Groundbreaking ceremony celebrates expansion at TCC Southeast

The groundbreaking ceremony at TCC Southeast on April 8 rightfully looked toward the future. Board of Trustees President Teresa Ayala called the event “a celebration of a vision.” That vision that will include two new buildings – one for academics and the other to elevate the student experience – and a major renovation of the eastern wing of the present campus plus the transformation of the Library into a Learning Commons.

But the day was just as much about what Southeast has become than what it will be. The focus was on collaboration as well as construction, relationships as well as real estate. Speakers shared personal connections to the campus and to TCC, but they also paid tribute to its role in that quadrant of Tarrant County.

Texas State Representative Chris Turner (TX-101), whose district includes the Southeast campus, visualized two aerial views – one at the present and the other when the campus opened in 1976. “This area has changed a lot, and it’s changed for the better,” he said. “It’s grown. It’s much more diverse, and TCC Southeast Campus is the focal point of Southeast Tarrant County.”

Jamea Johnson, representing Southeast’s students, acknowledged that diversity as it exists among her Student Government Association colleagues. “Our officers are Black, White, Hispanic, LGBT, Muslim, Jewish and international,” she said. We all come from diverse backgrounds, and we’re all working toward different futures.”

Arlington Mayor Jim Ross, whose college career began at TCC Northeast, jokingly warned today’s students to be careful “because you may end up as mayor of Arlington.” He then closed by saying, “Thank you, TCC, for being a massive part of this community and a massive part of this county.”

County Commissioner Devan Allen recalled attending Southeast and Northeast simultaneously, shuttling back and forth in a “tote-the-note car I bought on Division Street.” But years later, when needing a COVID testing facility in her district, her first and last call was to Southeast.

Marcelo Cavasos, superintendent of Arlington ISD, spoke of working with Campus President Bill Coppola to create the city’s first early college high school. “We now have two early college high schools and one P-Tech program,” he said. “We’re opening another P-Tech program next fall, and we come to the same door – TCC – because of its excellence, to partner to with us to provide these opportunities for our students.

“And, quite frankly, we’ll never know the impact that we have – that you have – on young people, their lives, generations and generations because you change one life in education and you change a family, a generation.”

And Acting Chancellor Elva LeBlanc, whose history at TCC goes back to her student days at Northeast, said that the day’s celebration spoke, not only to the students, but also to “the support from the community, whose citizens always have understood the key role that Tarrant County College plays in preparing the future workforce and economic development of the region.”

After the final speech and ritualistic dirt shoveling, attendees gathered in the Ballroom, glad to be out of the chilly wind while they noshed on pastries and hors d’oeuvres and sipped customized, non-alcoholic “mocktails” whipped up by Culinary Arts students. Among a host of well-wishers stood Judith Carrier, who emcee Coppola had earlier called “the mother of Southeast” and whose dynamic leadership fueled the campus from its inception to its status as a treasured community partner.

“This (fulsome praise from community leaders) means that things are going so well here,” she said. “First and foremost, we are part of the community, and the community loves what Tarrant County College does and what it provides for students. More than that, however, is the diversity of the campus that makes it magnificent, with the leadership coming from so many nationalities, so many languages, and they’re working together the way I wish the whole world would work together.”

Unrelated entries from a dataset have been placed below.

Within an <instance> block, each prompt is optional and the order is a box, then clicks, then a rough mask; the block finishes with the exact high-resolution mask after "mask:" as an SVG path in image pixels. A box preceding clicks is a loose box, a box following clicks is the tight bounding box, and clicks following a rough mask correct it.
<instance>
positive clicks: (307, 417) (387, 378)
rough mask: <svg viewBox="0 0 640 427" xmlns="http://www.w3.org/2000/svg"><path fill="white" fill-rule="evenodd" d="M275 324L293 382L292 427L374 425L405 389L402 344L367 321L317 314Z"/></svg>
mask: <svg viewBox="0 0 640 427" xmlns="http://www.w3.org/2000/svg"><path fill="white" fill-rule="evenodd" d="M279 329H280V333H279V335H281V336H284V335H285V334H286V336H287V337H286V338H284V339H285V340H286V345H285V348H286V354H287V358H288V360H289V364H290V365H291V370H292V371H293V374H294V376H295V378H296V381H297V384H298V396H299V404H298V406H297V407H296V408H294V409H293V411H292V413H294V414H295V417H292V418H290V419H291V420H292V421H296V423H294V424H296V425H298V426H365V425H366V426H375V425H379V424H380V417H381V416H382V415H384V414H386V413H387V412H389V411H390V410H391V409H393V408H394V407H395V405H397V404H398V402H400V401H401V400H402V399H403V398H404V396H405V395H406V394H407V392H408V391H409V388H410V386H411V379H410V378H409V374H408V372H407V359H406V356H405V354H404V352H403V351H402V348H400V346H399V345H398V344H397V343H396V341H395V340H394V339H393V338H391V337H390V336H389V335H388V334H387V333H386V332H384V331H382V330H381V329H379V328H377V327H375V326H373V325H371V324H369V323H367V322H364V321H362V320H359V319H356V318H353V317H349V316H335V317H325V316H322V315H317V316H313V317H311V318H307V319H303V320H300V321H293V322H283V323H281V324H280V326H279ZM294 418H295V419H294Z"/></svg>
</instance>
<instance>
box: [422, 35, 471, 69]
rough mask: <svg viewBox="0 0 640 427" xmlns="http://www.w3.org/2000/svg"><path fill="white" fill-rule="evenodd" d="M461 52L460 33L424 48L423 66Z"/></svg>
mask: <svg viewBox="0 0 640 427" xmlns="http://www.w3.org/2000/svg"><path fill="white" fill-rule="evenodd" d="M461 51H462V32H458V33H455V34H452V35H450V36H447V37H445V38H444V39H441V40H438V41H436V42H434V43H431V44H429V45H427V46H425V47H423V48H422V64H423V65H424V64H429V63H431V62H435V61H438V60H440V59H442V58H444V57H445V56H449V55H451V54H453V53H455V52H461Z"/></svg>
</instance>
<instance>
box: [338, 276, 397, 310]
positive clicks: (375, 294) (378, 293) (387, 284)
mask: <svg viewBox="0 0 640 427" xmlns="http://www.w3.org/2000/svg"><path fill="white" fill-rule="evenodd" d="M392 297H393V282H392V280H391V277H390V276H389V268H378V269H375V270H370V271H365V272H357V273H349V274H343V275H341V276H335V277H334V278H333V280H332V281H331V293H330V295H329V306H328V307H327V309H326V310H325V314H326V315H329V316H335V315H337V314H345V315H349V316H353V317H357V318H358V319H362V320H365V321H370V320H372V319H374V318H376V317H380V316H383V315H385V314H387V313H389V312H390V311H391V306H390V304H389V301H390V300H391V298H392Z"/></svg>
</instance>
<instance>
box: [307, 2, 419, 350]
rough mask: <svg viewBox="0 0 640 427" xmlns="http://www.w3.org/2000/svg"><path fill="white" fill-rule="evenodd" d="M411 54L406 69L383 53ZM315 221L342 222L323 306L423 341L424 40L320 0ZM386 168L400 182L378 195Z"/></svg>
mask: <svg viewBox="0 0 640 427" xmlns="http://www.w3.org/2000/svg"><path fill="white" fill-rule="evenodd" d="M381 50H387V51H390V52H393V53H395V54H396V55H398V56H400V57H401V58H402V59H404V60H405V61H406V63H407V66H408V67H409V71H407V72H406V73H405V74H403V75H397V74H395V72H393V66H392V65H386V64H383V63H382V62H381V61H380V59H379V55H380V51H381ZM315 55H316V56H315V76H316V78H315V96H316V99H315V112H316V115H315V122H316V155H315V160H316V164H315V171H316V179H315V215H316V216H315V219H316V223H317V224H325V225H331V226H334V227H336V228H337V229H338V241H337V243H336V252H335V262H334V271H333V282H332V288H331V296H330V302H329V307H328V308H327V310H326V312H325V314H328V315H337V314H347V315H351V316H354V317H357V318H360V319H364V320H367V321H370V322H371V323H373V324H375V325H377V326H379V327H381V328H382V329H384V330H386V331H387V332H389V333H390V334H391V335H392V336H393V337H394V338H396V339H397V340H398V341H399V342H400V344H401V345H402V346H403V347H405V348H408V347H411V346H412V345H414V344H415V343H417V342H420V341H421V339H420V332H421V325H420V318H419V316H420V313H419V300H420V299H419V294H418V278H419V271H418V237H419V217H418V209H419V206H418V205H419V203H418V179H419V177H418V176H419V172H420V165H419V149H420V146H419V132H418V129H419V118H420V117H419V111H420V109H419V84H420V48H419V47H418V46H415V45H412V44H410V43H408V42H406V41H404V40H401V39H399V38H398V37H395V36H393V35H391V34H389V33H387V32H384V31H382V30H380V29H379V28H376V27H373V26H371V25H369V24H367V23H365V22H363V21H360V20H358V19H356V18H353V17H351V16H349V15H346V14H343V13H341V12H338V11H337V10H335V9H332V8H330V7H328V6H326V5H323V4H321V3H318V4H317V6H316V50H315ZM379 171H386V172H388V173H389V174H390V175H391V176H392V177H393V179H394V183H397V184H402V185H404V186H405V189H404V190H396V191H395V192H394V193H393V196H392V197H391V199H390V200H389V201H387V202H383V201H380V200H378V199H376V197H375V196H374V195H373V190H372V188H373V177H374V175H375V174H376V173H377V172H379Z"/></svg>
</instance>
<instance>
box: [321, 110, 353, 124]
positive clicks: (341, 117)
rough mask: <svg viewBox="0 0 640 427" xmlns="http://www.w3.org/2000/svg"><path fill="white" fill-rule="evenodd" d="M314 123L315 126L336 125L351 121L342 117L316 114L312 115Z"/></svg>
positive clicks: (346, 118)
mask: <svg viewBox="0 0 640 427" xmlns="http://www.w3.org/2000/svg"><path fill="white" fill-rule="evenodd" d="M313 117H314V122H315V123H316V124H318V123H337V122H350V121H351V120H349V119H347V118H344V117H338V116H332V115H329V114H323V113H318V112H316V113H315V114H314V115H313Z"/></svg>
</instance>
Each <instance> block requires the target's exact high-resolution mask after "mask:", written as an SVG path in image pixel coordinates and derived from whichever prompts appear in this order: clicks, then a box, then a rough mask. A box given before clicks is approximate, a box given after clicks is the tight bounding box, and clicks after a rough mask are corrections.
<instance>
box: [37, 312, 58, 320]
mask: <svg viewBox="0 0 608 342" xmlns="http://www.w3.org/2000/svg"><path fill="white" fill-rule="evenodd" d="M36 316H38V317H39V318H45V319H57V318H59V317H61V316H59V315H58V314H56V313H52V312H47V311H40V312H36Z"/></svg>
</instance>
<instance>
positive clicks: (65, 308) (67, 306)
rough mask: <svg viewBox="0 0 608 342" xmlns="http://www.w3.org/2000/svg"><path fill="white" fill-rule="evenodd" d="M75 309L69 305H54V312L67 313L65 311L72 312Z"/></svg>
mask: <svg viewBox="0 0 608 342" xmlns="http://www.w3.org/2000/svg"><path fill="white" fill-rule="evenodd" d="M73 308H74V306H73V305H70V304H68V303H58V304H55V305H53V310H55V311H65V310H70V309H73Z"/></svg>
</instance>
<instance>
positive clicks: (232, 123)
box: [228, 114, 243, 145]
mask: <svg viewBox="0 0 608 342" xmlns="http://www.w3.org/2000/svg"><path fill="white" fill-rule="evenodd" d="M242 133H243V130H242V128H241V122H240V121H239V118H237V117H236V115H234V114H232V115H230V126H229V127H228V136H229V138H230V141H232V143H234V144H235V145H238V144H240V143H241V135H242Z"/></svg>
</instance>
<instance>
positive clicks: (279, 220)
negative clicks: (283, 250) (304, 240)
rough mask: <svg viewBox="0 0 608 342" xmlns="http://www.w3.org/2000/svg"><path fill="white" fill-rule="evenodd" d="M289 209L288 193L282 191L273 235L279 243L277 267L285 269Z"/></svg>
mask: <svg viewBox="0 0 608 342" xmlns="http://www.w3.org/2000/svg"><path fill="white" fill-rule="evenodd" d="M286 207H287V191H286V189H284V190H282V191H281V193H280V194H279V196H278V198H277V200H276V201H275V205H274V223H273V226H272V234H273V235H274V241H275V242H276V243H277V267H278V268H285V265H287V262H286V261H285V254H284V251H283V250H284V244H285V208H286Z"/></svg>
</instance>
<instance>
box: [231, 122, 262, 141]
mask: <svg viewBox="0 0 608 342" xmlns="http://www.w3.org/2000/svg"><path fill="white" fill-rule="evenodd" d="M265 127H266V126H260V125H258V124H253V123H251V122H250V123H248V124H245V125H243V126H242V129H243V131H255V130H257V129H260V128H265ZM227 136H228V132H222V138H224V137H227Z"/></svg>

All in all, the campus will gain about 100,000 square feet and will be large enough to accommodate enrollment through 2030. The new buildings will account for about 100,000 square feet of the total, and Two hundred-thirty-four thousand square feet of the present structure will be renovated.

The TCC Southeast project, budgeted at $142 million, is part of an $825 bond program approved by Tarrant County voters in November 2019. Work is underway on construction documents, with documents for Building 1 and Building 7 being completed in February 2022. Preliminary work began in March, with a projected completion date of September 2024.

Work planned outside the primary campus footprint, while not as head-turning, will still be welcome. The six temporary structures to the east will disappear, and the gravel parking lot will be expanded and paved, helping to alleviate a problem that has existed at Southeast since it opened. Coppola acknowledged the chronic parking shortage when he told the audience that the day’s theme “Building Opportunities for Tomorrow” was selected only after rejection of an earlier effort – “Bad Parking Today for Opportunities Tomorrow.”